Wednesday, April 23, 2014

Is the SSTC the next Kansas City Hyatt Regency Walkway?

"On the evening of July 17, 1981, approximately 1,600 people gathered in the atrium to participate in and watch a dance competition.[6] Many people stood on the two connected walkways. At 7:05 p.m. the second-level walkway held approximately 40 people with more on the third and an additional 16 to 20 on the fourth level who watched the activities of the crowd in the lobby below.[4] The fourth floor bridge was suspended directly over the second floor bridge, with the third floor walkway offset several meters from the others. Construction difficulties resulted in a subtle but flawed design change that doubled the load on the connection between the fourth floor walkway support beams and the tie rods carrying the weight of both walkways. This new design was barely adequate to support the dead load weight of the structure itself, much less the added weight of the spectators. The connection failed, and the fourth-floor walkway collapsed onto the second-floor walkway. Both walkways then fell to the lobby floor below, resulting in 111 deaths at the scene and 219 injuries. Three additional victims died after being transported to hospitals, bringing the total number of deaths to 114.[7] ... The Hyatt tragedy remains a classic model for the study of engineering ethics and errors (as well as disaster management[23]). 

http://en.wikipedia.org/wiki/Hyatt_Regency_walkway_collapse

http://www.youtube.com/watch?v=tR_N6lyTxj0

Unfortunately, it happens. Errors and omissions can lead to horrible disasters. KCE's report, that Montgomery County commissioned, and has been available on Montgomery County's website for more than a year, attributes the SSTC's total lack of expansion joints, its widespread cracking, slabs thinner than they're supposed to be, exposed reinforcement, missing reinforcement, underdesigned beams, understrength and overstressed concrete, etc. to errors and omissions by the SSTC's contractor/builder, engineer/designer and concrete inspector/tester and special quality inspector.

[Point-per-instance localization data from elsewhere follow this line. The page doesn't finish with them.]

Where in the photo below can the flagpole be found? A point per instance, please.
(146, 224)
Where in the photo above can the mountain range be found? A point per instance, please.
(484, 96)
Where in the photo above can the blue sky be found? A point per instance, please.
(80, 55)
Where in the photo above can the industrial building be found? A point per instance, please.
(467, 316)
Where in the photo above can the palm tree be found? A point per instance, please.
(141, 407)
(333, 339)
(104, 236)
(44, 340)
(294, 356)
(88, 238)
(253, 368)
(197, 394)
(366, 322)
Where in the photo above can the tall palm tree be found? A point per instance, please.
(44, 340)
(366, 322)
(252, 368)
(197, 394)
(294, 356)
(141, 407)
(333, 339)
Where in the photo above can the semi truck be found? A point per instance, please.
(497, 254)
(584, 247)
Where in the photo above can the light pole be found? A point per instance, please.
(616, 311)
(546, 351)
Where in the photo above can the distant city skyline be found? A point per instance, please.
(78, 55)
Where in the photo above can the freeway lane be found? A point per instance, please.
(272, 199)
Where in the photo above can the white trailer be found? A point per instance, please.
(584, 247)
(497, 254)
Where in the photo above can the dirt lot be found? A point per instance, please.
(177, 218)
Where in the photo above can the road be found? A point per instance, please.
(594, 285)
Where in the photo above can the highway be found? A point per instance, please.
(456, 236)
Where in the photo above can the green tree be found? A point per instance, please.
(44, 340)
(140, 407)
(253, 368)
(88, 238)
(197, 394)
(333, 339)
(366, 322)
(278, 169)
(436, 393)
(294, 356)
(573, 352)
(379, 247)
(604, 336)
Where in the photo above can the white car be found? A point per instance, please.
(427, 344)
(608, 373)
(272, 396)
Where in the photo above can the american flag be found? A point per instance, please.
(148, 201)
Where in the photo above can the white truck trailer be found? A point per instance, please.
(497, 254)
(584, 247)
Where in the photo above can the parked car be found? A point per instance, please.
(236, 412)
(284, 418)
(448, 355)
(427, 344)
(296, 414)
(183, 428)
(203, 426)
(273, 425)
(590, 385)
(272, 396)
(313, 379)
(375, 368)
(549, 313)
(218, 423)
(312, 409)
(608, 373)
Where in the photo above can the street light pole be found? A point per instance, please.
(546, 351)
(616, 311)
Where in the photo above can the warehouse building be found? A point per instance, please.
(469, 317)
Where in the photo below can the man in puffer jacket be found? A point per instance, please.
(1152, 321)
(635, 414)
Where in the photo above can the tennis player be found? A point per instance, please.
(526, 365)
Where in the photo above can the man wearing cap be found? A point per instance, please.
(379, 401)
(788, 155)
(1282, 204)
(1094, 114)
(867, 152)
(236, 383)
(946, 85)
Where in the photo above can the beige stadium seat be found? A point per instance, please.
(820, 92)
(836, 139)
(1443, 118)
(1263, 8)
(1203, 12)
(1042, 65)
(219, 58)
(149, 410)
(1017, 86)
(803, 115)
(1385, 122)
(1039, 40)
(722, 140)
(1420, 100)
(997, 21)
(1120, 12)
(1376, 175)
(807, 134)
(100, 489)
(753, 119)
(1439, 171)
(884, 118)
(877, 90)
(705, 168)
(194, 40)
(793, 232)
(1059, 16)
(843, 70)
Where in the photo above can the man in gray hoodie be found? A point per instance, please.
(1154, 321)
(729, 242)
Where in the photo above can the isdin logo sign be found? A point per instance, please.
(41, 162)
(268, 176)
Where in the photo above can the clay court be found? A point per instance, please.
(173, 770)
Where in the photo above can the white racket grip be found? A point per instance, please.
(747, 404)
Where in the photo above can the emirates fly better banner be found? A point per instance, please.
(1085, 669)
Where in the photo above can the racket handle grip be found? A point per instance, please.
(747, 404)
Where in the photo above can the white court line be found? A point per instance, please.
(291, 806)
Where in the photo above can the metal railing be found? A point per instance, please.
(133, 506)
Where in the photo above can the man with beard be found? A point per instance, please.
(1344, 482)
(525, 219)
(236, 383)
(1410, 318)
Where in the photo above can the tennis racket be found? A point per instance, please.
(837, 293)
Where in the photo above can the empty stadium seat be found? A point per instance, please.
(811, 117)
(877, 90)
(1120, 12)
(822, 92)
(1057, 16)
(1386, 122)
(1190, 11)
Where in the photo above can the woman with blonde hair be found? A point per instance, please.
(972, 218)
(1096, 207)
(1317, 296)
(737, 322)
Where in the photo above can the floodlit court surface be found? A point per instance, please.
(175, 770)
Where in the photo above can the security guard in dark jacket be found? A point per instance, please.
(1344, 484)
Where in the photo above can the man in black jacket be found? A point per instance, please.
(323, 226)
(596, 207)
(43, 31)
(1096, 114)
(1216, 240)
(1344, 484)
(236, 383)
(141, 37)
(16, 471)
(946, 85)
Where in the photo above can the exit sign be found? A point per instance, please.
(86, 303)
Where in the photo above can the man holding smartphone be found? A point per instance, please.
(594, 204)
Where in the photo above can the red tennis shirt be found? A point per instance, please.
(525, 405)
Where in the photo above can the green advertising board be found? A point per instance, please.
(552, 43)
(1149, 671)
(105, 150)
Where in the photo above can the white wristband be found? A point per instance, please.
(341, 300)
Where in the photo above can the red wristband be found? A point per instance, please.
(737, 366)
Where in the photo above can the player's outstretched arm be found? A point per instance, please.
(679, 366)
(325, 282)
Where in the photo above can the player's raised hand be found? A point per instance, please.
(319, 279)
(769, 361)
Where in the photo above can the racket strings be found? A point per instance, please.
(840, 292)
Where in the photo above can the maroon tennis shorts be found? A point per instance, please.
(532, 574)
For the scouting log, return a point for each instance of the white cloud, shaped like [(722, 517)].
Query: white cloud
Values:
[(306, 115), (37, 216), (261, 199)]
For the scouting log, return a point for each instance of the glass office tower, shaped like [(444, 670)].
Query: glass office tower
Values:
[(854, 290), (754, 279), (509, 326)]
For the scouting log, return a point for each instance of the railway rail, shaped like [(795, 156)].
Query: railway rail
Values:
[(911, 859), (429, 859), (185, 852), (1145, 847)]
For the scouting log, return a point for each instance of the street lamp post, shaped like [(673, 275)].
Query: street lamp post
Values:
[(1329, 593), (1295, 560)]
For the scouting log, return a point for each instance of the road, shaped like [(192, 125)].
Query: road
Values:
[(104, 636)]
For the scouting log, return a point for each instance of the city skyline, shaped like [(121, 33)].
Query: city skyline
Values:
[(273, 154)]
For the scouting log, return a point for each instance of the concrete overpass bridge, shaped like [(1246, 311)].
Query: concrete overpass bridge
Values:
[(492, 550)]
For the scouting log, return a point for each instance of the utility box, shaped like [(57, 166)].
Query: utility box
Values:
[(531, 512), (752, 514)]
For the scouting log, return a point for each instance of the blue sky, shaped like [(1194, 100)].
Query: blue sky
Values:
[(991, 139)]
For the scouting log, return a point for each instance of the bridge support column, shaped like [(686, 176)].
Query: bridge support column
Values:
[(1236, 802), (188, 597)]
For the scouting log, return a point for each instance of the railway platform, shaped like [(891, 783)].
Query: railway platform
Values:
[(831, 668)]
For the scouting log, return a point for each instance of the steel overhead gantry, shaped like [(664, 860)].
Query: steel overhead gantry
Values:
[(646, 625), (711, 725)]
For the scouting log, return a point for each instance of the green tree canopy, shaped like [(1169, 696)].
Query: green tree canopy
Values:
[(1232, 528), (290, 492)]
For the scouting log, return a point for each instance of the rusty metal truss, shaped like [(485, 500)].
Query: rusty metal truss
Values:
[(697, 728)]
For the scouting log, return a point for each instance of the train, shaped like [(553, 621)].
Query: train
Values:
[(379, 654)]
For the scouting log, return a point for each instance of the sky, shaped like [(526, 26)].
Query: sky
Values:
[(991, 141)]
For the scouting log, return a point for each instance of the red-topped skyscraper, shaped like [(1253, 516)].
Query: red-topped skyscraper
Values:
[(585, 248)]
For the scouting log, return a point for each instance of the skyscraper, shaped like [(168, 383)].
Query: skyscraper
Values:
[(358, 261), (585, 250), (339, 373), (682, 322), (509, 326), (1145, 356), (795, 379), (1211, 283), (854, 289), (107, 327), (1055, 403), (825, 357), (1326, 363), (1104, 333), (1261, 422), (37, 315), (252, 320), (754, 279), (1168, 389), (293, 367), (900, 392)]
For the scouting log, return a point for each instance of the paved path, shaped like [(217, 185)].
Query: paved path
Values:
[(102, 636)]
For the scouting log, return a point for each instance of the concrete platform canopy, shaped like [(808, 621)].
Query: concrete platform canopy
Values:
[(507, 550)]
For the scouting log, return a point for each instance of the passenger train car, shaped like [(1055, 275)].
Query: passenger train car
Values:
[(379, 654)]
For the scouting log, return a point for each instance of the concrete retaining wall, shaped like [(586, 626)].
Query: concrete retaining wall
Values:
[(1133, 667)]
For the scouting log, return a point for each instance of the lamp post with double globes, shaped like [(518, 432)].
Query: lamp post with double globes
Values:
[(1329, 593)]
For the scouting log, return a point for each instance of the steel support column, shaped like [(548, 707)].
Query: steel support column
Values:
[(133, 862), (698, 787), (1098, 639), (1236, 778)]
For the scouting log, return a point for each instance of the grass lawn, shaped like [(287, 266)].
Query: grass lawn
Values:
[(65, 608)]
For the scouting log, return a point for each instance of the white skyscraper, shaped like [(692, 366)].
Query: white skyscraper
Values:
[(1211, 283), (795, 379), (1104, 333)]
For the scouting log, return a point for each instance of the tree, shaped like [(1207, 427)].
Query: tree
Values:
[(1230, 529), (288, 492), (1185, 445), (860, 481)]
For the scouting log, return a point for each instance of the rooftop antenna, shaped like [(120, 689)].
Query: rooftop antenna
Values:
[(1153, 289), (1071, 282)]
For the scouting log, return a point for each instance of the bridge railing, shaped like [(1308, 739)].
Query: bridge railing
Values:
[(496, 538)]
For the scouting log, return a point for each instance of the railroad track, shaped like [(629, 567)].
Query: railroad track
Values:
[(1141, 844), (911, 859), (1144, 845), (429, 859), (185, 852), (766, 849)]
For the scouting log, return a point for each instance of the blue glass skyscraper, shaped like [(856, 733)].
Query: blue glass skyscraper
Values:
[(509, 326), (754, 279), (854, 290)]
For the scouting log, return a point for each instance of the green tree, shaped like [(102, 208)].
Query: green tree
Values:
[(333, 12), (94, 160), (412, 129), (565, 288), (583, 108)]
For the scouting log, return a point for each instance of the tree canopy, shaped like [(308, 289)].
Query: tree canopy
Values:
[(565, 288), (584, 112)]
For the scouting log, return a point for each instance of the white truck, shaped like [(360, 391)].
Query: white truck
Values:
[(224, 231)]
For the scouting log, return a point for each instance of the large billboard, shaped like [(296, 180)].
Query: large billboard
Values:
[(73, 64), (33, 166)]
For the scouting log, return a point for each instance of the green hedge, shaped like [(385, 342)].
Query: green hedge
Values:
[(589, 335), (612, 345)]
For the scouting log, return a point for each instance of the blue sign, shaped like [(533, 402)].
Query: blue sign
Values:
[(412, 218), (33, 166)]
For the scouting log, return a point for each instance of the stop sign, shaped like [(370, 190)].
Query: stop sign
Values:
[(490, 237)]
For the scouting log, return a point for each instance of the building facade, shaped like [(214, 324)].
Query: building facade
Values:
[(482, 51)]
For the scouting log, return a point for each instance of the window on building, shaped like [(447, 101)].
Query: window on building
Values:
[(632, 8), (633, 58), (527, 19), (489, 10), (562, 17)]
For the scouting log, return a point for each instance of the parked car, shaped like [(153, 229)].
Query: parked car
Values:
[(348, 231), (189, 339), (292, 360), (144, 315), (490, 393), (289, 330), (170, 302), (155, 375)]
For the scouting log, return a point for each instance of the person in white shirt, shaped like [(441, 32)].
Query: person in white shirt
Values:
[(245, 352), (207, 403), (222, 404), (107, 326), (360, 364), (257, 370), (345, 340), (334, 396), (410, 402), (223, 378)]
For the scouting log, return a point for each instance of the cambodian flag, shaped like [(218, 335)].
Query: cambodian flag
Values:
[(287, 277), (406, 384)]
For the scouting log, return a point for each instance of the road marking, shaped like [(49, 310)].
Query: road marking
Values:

Do you trust the opinions of only those who have been involved in the project, who have a lot to lose if the SSTC is deemed unsafe, and who are paid for by Montgomery County? I don't. I want the opinions of independent experts who haven't been involved in the project to date, who aren't paid for by Montgomery County, who don't have ties to this region (including its politics), and who don't have anything to lose (e.g., current or future business) by being totally objective, and finding that the SSTC is unsafe, if that's the case.

Finally, who's been controlling information that's been made public for the SSTC for the past year? ... primarily, politicians and the news media. Needless to say, neither politicians nor the news media are independent construction and/or engineering experts.